Representatives at two sessions suggest improving China's health system
Published: Mar 02, 2023 12:34 AM
Two Sessions Photo:Xinhua

Two Sessions Photo:Xinhua

Representatives at China's two sessions submitted suggestions to improve China's current system, including strengthening building of grassroots hospitals, and launching pioneer projects for a free medical care system, after lessons from the COVID-19 pandemic.

During the fight against COVID-19, grassroots hospitals were at the forefront of the battle, but their shortcomings were also exposed, such as inadequate equipment to prevent the spread of the virus, lack of responsibility for preventing transmission, and inability to classify patients with different symptoms, Xiong Shuilong, a member of the Chinese People's Political Consultative Conference (CPPCC) National Committee, told the Global Times.

To address these issues, Xiong plans to propose that provincial governments provide better medical equipment and medicines to grassroots hospitals and medical institutions in rural areas, as well as train medical staff in these hospitals on how to prevent communicable diseases. 

He also emphasized the need to establish an information sharing channel between grassroots hospitals, city hospitals, and health bureaus so that outbreaks can be quickly identified and controlled through collaboration.

During China's fight against COVID-19, hospitals at all levels were encouraged to work together and establish triage treatment to ensure that patients with severe symptoms receive timely treatment. 

Zhang Weibin, a doctor from Ruijin Hospital from Shanghai Jiaotong University School of Medicine and a CPPCC National Committee representative, believes that the model of cooperation and coordination between hospitals at all levels should continue in the future. He proposes strengthening the triage treatment system to prevent big hospitals from becoming overwhelmed.

Improving the medical system has become a focal point for representatives at this year's two sessions. Zhang Qicheng, a CPPCC representative and a professor from Beijing University of Chinese Medicine, plans to call for a higher-level medical insurance system that allows people to pay no more than 20 percent of medical fees. 

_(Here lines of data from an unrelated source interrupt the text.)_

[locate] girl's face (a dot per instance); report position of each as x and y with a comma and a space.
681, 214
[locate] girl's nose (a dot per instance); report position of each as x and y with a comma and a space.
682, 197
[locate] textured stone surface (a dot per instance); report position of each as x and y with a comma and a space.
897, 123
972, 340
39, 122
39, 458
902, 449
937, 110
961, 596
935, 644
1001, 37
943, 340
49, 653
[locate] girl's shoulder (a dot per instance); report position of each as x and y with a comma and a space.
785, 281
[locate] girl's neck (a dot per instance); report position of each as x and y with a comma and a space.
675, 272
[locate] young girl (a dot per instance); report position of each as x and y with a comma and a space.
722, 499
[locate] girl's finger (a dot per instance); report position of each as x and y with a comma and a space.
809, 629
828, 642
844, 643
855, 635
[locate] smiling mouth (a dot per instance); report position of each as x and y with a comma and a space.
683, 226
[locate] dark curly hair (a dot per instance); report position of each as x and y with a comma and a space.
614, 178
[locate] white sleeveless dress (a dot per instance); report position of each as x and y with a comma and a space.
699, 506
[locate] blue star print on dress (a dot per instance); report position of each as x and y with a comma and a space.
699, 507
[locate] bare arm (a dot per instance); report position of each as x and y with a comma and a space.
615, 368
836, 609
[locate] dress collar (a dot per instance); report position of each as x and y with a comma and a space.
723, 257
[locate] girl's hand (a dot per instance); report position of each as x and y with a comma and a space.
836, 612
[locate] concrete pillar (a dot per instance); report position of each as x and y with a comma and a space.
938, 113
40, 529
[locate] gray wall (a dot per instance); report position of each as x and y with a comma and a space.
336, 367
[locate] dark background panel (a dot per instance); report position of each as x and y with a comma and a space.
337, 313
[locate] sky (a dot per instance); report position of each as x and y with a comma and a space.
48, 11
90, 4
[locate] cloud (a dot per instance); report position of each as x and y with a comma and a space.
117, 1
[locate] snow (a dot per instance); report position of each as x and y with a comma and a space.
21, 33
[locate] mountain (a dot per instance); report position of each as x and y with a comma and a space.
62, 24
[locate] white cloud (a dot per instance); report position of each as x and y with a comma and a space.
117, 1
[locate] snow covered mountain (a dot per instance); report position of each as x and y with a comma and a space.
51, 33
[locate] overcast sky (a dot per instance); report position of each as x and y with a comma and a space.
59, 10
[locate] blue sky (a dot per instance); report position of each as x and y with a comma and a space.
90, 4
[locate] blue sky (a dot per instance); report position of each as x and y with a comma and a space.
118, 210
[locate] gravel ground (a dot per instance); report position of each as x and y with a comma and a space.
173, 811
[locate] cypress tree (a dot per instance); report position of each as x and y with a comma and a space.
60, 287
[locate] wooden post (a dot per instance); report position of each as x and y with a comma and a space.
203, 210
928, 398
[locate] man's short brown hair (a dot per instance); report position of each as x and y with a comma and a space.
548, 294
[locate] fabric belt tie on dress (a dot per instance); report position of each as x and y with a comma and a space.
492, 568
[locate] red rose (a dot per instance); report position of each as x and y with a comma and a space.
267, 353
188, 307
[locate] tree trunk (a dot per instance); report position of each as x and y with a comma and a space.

Zhang believes that a free medical system will not increase the government's medical expenditure; rather, it will save expenses by preventing overspending on minor illnesses. 

Zhang calls for the pioneering of a free medical system that combines current medical insurance and local government financial funds to avoid transferring financial pressure to hospitals or patients.

The pioneer project would be best expanded in grassroots hospitals and hospitals that feature Chinese medicine, enabling these hospitals to play a bigger role in treating patients, according to Zhang. 

He suggests that the government should cover all medical fees if patients go to these hospitals. However, supporting policies are needed for the free medical care system to prevent the abuse of public hospital resources. The triage treatment system should also be built to accompany this system.